POTENTIAL SPACE

by Lorrie Goldin, LCSW, Impulse Staff Writer

GUN VIOLENCE AND MENTAL ILLNESS     

In the aftermath of the Newtown massacre, mental illness has been highlighted as a key factor in gun violence. Although attention to our broken mental health system is long overdue, the discussion for the most part -- such as a proposal for a national registry of the mentally ill -- further stigmatizes and scapegoats individuals who suffer from mental illness.

Christopher Lasch, arguing that culture is expressed through the individual, wrote in The Culture of Narcissism (1979), "Pathology represents a heightened version of normality" (p. 38). What does our gun-obsessed society say about our collective insanity?

For starters, we are disaffected and afraid, which engenders primitive phenomena such as paranoia, splitting, and projection. When self is disavowed and relocated as a threatening other, the integrated whole and empathy are lost. NRA President Wayne LaPierre skillfully exploited this black-and-white worldview when he proclaimed, "The only way to stop a bad guy with a gun is with a good guy with a gun." Such simplistic bifurcation, although largely false, reassures in its promise of effective action, moral clarity, and separation of "us" from "them."

In a more scholarly vein, Richard Hofstadter described in "The Paranoid Style in American Politics" the long history of "heated exaggeration, suspiciousness, and conspiratorial fantasy" that results in an uncompromising battle against perceived evil when a way of life is threatened. Clearly, this tradition is alive and well in today's rhetoric about confiscation and tyranny whenever modest gun-safety measures are proposed.

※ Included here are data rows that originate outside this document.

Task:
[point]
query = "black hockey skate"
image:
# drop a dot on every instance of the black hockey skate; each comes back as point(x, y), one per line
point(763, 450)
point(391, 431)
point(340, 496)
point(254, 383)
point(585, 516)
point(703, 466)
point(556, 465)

The hazards of our go-it-alone and polarized culture are crucial to understanding gun violence in the U.S. It's harder to kill people when there is a sense of connection.

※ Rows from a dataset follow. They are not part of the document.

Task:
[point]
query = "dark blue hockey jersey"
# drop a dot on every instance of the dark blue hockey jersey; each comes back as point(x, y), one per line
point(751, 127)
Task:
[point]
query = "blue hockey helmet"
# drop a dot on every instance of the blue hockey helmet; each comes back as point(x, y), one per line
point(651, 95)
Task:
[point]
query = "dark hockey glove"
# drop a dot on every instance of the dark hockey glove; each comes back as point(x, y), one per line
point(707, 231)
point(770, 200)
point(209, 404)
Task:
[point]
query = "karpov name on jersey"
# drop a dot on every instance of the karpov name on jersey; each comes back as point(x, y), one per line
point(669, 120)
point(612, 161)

It's also harder to kill oneself. Two-thirds of all U.S. gun deaths are suicides, not homicides. The rare instances of mass murders carried out by alienated young men usually result in the gunman's death by self-inflicted wound or suicide-by-cop. As Andrew Solomon notes, "If we want to stem violence, we need to begin by stemming despair."

But where do we begin? Herein lies a paradox familiar to any therapist who grapples with cause and symptom. Even as we address the myriad and complex underlying problems, guns are not the root cause of violence. They are, however, its chief delivery system. If a gun is present, volatile situations are more likely to escalate than be defused. This has nothing to do with good guys versus bad guys but with the deadly nature of firearms themselves. Easy access to guns can turn anyone into a bad actor. Until we are willing to curtail their availability, the madness will continue.